In mathematics, there exist magmas that are commutative but not associative. A simple example of such a magma may be derived from the children's game of rock, paper, scissors. Such magmas give rise to non-associative algebras.

A commutative non-associative magma derived from the rock, paper, scissors game

Karnaugh diagram of all possibilities of the Commutative, Associative, Inverse, and Identity law to hold (y) or not to hold (n), and the definition of an according binary operation ⊕ on the integers for almost each possibility.

Let M := \{ r, p, s \} , standing for the "rock", "scissors" and "paper" gestures respectively, and consider the binary operation \cdot : M \times M \to M derived from the rules of the game as follows:

For all x, y \in M:
  • If x \neq y and x beats y in the game, then x \cdot y = y \cdot x = x
  • x \cdot x = x     I.e. every x is idempotent.
So that for example:
  • r \cdot p = p \cdot r = p   "paper beats rock";
  • s \cdot s = s   "scissors tie with scissors".

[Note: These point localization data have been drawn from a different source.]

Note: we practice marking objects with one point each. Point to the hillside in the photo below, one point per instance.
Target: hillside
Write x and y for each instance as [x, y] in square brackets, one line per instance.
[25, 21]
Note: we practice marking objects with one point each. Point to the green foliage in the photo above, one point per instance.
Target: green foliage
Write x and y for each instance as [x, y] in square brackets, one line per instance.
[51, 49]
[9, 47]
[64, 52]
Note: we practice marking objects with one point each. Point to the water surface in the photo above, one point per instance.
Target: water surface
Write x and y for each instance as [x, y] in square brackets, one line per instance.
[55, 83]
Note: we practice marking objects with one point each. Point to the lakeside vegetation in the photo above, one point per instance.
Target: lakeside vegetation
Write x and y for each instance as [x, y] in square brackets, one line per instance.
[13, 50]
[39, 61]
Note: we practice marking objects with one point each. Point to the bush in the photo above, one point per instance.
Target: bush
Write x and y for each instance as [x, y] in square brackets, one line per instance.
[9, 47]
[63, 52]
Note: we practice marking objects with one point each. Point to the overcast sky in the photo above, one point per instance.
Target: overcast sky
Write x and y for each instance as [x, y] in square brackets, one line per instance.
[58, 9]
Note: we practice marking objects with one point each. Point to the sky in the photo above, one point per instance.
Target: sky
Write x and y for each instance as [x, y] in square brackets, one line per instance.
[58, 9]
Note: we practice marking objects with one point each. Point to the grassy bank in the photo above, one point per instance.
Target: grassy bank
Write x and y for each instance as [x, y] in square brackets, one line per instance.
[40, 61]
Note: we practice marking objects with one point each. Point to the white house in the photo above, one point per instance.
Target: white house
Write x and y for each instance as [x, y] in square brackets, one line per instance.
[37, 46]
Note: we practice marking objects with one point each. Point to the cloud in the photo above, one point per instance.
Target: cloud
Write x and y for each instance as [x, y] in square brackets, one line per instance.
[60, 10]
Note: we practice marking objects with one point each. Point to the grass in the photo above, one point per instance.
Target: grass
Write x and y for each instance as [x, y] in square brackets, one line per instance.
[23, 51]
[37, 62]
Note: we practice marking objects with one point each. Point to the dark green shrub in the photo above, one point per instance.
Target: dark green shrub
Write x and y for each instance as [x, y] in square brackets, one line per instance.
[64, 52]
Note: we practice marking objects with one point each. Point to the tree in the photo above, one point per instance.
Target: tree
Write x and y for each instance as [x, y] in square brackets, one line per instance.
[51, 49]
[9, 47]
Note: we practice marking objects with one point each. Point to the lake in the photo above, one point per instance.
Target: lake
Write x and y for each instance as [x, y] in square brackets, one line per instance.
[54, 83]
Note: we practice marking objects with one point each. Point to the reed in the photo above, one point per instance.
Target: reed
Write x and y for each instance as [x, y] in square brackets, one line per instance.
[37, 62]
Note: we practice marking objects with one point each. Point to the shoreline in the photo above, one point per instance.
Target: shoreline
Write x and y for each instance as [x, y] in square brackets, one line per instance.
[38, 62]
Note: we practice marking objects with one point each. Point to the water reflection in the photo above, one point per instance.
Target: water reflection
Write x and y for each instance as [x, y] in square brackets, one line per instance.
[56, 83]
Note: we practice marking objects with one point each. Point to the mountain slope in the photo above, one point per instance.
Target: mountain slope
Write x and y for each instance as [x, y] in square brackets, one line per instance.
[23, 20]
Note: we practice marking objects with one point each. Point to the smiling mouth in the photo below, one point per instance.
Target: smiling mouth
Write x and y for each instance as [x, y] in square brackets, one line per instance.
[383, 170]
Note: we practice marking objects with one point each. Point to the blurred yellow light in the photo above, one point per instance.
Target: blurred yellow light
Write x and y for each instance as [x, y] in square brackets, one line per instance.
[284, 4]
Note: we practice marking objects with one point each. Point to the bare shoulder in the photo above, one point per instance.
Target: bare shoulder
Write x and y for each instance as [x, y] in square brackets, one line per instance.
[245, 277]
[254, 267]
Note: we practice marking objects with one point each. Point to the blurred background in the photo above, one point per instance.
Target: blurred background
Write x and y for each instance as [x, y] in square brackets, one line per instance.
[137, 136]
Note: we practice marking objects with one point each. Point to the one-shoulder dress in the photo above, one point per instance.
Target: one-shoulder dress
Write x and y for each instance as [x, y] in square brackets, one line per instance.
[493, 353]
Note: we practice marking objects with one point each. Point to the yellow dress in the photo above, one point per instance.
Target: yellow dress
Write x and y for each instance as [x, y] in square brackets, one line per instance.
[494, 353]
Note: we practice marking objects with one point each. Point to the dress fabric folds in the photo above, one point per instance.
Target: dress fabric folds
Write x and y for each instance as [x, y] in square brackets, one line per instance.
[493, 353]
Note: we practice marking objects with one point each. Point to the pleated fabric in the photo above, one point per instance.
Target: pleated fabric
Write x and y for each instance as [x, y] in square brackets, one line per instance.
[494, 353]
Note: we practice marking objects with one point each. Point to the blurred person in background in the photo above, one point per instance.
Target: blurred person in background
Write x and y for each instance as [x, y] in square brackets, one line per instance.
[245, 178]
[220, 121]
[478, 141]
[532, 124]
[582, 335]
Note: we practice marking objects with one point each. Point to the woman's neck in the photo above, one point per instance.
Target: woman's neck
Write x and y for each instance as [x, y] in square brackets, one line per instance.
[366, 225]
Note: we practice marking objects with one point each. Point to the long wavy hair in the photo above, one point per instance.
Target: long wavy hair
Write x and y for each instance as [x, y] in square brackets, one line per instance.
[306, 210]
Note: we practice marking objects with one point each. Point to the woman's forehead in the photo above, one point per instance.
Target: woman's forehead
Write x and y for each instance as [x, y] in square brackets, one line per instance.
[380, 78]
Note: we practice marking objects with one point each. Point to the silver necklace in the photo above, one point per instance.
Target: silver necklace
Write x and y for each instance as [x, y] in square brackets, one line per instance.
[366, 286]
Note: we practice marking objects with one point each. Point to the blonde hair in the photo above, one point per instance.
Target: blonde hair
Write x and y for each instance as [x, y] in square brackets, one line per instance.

This results in the Cayley table:

\begin{array}{c|ccc}
\cdot & r & p & s\\
\hline
r & r & p & r\\
p & p & p & s\\
s & r & s & s
\end{array}

By definition, the magma (M, \cdot) is commutative, but it is also non-associative, as shown by:

r \cdot (p \cdot s) = r \cdot s = r \neq s = p \cdot s = (r \cdot p) \cdot s

i.e.

r \cdot (p \cdot s) \neq (r \cdot p) \cdot s

Other examples

The "mean" operation  x \oplus y = ( x + y ) / 2 on the rational numbers (or any commutative number system closed under division) is also commutative but not in general associative, e.g.

-4 \oplus (0 \oplus +4) = -4 \oplus +2 = -1 \neq +1 = -2 \oplus +4 = (-4 \oplus 0) \oplus +4

Generally, the mean operations studied in topology need not be associative.

The construction applied in the previous section to rock-paper-scissors applies readily to variants of the game with other numbers of gestures, as described in the section Variations, as long as there are two players and the conditions are symmetric between them; more abstractly, it may be applied to any trichotomous binary relation (like "beats" in the game). The resulting magma will be associative if the relation is transitive and hence is a (strict) total order; otherwise, if finite, it contains directed cycles (like rock-paper-scissors-rock) and the magma is non-associative. To see the latter, consider combining all the elements in a cycle in reverse order, i.e. so that each element combined beats the previous one; the result is the last element combined, while associativity and commutativity would mean that the result only depended on the set of elements in the cycle.

The bottom row in the Karnaugh diagram above gives more example operations, defined on the integers (or any commutative ring).

Derived commutative non-associative algebras

Using the rock-paper-scissors example, one can construct a commutative non-associative algebra over a field K: take A to be the three-dimensional vector space over K whose elements are written in the form

(x, y, z) = x r + y p + z s,

for x, y, z \in K. Vector addition and scalar multiplication are defined component-wise, and vectors are multiplied using the above rules for multiplying the elements r, p, s. The set

\{ (1, 0, 0), (0, 1, 0), (0, 0, 1) \} i.e. \{ r, p, s \}

forms a basis for the algebra A. As before, vector multiplication in A is commutative, but not associative.

The same procedure may be used to derive from any commutative magma M a commutative algebra over K on K ^ M, which will be non-associative if M is.